Saturday, 12 May 2012

V is for volunteering

When I was younger, I enjoyed dancing, swimming and gymnastic lessons and when I moved to London a few years after Uni I was aware that I had no discernible hobbies to keep me busy. I found Pineapple Dance Studios in Covent Garden and went with my housemate for a one-hour Tap lesson each Saturday morning.

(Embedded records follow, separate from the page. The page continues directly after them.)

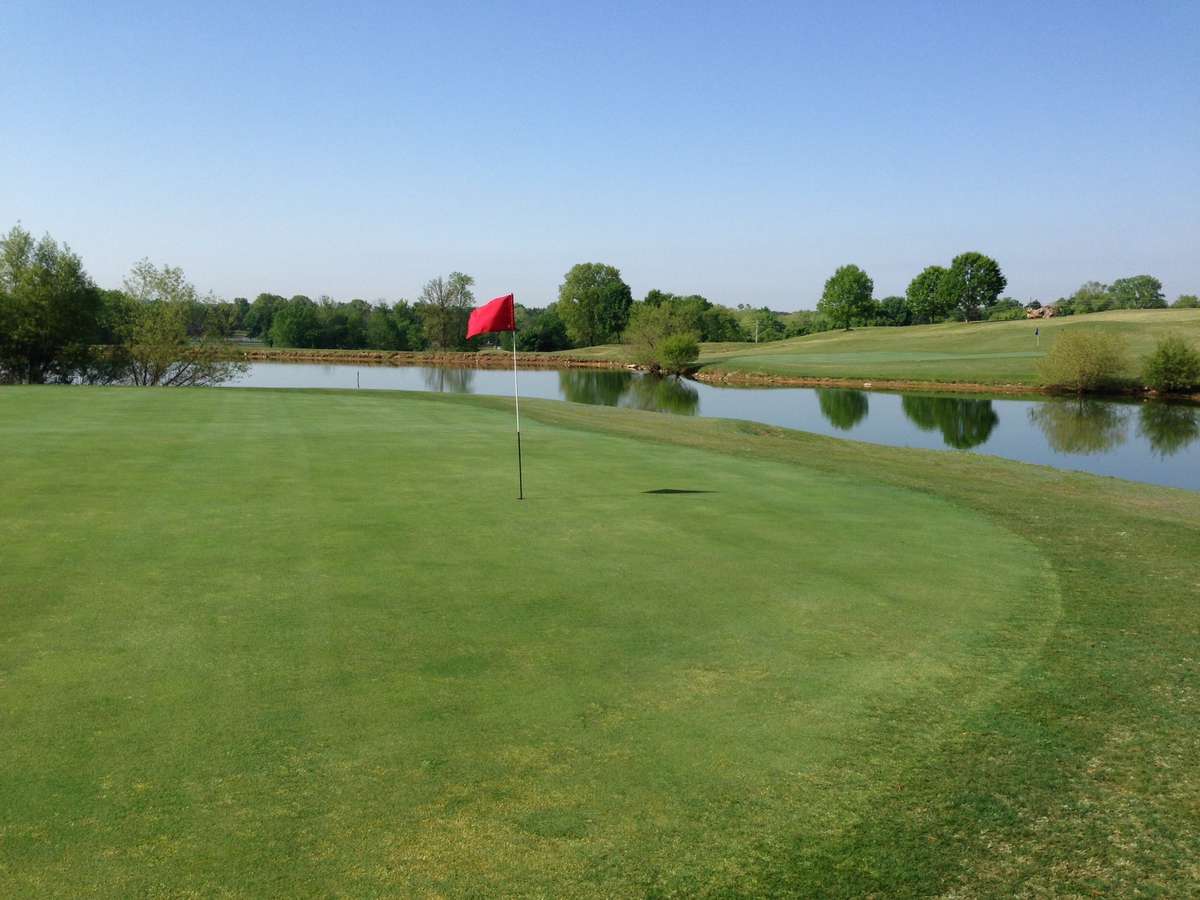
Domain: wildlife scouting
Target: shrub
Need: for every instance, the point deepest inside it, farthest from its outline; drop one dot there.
(1173, 366)
(1006, 313)
(677, 353)
(1084, 360)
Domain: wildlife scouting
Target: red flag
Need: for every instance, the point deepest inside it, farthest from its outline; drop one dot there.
(493, 316)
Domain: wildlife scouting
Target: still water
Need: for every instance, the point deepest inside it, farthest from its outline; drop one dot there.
(1158, 443)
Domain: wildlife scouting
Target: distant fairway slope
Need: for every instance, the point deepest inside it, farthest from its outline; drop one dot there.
(988, 353)
(307, 643)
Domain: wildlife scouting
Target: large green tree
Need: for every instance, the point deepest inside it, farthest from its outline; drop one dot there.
(51, 312)
(297, 323)
(846, 300)
(444, 307)
(661, 337)
(594, 304)
(972, 283)
(1139, 292)
(924, 297)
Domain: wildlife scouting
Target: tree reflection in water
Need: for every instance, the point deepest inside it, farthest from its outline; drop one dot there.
(843, 408)
(664, 395)
(1080, 426)
(598, 388)
(964, 423)
(1169, 427)
(625, 389)
(449, 381)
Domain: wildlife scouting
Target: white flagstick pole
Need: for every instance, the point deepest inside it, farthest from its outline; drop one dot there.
(516, 405)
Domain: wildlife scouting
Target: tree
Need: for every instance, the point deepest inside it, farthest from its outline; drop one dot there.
(973, 282)
(893, 311)
(295, 323)
(49, 310)
(594, 304)
(1140, 292)
(538, 330)
(924, 297)
(761, 324)
(1090, 297)
(261, 315)
(846, 300)
(444, 307)
(652, 335)
(720, 324)
(1173, 366)
(1084, 360)
(160, 351)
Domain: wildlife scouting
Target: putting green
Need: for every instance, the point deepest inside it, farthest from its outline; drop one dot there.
(309, 643)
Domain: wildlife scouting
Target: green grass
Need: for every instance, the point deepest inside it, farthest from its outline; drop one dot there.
(306, 643)
(994, 353)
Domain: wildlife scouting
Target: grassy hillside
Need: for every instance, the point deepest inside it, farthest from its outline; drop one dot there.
(979, 353)
(306, 643)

Before long, though, the idea of volunteering started to appeal, whether this was with the elderly, teens, children… anything. I think I wanted to feel part of the community I’d moved in to, and I wanted to do something with my free time as I was fed up with going home every night after working late and procrastinating at the weekends.
I remember the A-Z Guide to Lambeth coming though the letterbox and I immediately turned to the ‘V’ section as I wanted to see what volunteering opportunities there were in the area. I was constrained by my busy day job at PwC at the time and was looking for something I could do for an hour or two at the weekend.

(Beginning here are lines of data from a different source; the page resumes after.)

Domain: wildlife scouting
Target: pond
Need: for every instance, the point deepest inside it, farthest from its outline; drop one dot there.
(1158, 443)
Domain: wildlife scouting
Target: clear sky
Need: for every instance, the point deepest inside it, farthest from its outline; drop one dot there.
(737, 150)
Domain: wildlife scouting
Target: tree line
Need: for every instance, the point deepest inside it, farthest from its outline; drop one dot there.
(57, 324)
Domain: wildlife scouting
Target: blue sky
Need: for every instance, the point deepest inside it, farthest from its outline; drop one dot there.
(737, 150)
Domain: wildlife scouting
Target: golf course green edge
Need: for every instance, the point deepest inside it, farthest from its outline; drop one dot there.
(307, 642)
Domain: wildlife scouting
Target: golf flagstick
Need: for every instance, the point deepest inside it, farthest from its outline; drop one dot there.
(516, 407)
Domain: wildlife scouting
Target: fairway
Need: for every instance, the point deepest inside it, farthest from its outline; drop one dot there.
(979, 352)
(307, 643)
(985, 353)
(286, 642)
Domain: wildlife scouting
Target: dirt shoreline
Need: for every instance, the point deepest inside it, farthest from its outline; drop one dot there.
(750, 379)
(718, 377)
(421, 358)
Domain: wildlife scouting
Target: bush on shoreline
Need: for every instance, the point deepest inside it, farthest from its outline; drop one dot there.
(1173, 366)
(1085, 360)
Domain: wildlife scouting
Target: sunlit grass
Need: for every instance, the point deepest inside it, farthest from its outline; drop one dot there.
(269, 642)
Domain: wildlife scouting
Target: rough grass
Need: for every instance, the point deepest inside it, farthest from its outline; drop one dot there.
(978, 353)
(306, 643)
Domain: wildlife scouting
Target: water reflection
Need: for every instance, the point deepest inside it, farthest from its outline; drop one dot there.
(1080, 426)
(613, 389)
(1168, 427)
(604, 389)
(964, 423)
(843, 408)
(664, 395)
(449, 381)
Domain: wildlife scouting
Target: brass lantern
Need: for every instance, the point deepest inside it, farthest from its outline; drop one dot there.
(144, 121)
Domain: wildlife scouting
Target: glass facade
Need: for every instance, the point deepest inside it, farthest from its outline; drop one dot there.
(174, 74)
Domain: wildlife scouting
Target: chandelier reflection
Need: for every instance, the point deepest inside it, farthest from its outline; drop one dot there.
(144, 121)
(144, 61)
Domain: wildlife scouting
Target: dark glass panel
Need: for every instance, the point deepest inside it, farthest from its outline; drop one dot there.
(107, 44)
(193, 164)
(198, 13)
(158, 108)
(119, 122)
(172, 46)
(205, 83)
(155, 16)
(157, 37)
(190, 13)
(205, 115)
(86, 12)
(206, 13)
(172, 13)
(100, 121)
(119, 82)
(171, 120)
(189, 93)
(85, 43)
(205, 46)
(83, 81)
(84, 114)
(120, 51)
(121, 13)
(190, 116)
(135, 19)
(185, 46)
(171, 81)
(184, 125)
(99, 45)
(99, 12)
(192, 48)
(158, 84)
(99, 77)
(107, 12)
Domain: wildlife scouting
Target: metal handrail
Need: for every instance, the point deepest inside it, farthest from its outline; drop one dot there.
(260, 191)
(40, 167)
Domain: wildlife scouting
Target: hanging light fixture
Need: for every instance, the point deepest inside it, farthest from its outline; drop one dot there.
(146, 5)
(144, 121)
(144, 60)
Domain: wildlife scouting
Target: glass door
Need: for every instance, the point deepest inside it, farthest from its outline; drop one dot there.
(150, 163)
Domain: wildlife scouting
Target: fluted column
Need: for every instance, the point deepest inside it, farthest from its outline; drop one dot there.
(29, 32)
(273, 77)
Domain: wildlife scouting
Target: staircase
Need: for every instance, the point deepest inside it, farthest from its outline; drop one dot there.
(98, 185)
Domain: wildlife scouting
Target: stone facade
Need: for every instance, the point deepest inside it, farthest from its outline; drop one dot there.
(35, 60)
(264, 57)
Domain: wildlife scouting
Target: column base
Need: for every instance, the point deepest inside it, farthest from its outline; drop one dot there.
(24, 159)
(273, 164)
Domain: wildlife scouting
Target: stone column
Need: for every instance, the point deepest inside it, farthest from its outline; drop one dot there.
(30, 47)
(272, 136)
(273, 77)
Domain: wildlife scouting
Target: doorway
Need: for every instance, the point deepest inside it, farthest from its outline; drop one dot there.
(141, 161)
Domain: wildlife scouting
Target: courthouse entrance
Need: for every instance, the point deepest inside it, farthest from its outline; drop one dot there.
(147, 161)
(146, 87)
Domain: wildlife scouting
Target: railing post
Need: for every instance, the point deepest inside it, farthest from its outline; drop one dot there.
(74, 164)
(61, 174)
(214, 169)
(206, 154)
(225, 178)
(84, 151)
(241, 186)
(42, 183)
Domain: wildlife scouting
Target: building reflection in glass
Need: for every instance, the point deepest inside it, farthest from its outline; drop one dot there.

Anyway, I found the Baytree Centre in the book which is just a 5 minute walk from my flat and was built after the Brixton riots especially for women and girls from families not originating in the UK. They offer supportive courses for mums (English, Computer Studies, Literacy etc.) and all kinds of clubs for the girls -cooking, street dance, maths club, science club and loads more. I’ve been mentoring on Saturday mornings for two years and adore it. I love having something to get up for on a Saturday morning.

I have a wonderful relationship with my mentee. She is 11, on her way to high school, and absolutely hilarious. Her family is originally from South America, although she was born in the UK. She struggles a bit with Maths, so we mainly concentrate on her homework or practice SATs papers. She’s funny without even realising it. It’s been so amazing to see her grow over two years and become more comfortable in herself and confident in her work. When I met her she was a shy little squirt with High School Musical glasses and a love for gel pens. Now she proclaims that ‘boys are stupid’ and is totally over glitter and sequins. She has high expectations of herself and loves times tables tests at school. I’m so proud of her!

I often get the feeling that she sees me as really old, which makes me wonder how I would have seen myself at that age. At 11, someone of 27 would have seemed so grown up and it scares me how quickly time passes. I think, from about aged 20 onwards we feel much younger than we are, and I don’t think that feeling changes for the rest of your life!